Characterizations of Populations Using Regression Properties

Abstract

In the present work, we study characterizations of populations obtained by using regression properties of one statistic on another. We extend some of the results of Lukacs and Laha by considering the cubic regression (polynomial regression of order 3) of a cubic statistic $S$ on a linear one $L$. This assumption of cubic regression is used to derive a third order non-linear differential equation in the characteristic function $h(t)$ of a set of $n$ independently and identically distributed random variables. The coefficients in this differential equation represent certain fixed relationships between the coefficients of the statistic $S$ and the regression coefficients.

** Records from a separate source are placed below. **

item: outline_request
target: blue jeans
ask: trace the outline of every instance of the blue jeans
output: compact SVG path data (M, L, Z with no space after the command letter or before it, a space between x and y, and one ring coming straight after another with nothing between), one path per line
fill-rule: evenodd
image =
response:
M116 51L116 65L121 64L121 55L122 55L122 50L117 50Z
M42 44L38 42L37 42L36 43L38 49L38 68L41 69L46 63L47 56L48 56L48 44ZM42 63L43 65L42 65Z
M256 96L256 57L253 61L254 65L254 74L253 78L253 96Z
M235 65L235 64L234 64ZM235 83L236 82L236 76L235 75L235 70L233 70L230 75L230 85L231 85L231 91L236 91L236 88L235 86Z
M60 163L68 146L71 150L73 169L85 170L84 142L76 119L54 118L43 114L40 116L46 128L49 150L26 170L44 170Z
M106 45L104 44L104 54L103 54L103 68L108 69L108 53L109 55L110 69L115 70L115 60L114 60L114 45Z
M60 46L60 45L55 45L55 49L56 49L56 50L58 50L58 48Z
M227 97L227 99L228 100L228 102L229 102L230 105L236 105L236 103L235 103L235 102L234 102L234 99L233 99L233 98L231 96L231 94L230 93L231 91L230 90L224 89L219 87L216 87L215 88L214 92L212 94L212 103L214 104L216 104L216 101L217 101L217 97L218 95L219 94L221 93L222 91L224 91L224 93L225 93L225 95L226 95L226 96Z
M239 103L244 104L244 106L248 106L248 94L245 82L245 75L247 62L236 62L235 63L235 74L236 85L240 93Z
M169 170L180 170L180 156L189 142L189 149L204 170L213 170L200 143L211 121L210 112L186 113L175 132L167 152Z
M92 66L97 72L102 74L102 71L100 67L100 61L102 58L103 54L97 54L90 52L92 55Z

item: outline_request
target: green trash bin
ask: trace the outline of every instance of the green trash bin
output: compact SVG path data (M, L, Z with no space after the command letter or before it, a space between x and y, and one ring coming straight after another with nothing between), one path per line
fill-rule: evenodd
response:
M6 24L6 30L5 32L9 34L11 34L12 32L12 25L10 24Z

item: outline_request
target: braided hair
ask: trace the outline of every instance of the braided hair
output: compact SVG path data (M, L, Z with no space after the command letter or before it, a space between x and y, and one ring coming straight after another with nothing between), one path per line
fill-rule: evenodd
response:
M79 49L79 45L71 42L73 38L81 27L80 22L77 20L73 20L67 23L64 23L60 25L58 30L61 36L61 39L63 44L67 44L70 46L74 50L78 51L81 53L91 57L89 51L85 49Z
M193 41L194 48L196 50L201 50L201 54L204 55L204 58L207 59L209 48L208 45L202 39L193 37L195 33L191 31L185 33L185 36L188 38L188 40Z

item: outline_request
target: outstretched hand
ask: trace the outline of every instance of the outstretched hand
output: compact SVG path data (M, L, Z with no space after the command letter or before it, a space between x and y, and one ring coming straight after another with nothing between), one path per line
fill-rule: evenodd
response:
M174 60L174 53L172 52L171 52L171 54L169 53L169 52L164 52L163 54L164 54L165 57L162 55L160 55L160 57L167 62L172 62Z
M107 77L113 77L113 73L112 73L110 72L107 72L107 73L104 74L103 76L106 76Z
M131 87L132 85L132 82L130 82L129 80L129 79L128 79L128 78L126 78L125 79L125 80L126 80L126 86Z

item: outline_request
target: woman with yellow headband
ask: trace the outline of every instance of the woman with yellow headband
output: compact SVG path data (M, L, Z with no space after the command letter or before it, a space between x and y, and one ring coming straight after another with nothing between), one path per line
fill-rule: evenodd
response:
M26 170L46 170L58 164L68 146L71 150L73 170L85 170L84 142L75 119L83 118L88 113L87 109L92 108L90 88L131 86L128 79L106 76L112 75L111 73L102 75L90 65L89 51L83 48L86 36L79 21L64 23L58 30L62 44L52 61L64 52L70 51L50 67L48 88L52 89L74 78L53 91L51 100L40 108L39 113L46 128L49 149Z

For appropriate choices of the coefficients in the fundamental differential equation, the resulting equation can be solved to yield the characteristic function of a particular distribution. In this way, we are able to obtain a series of characterization theorems for each of a variety of populations including Normal, Gamma, Binomial, Poisson, Geometric and several others. Moreover, all of the results obtained by Lukacs and Laha for characterizing populations using quadratic and constant regression are shown to be special cases of the theorems obtained in the present work. Finally, in the last section, we present an outline of a technique which can be used to study any general $r \leqq m$th order polynomial regression of any $m$th order statistic on a linear one. The approach used to generate the $m$th order differential equation is indicated and a method for determining the appropriate conditions on the coefficients is discussed.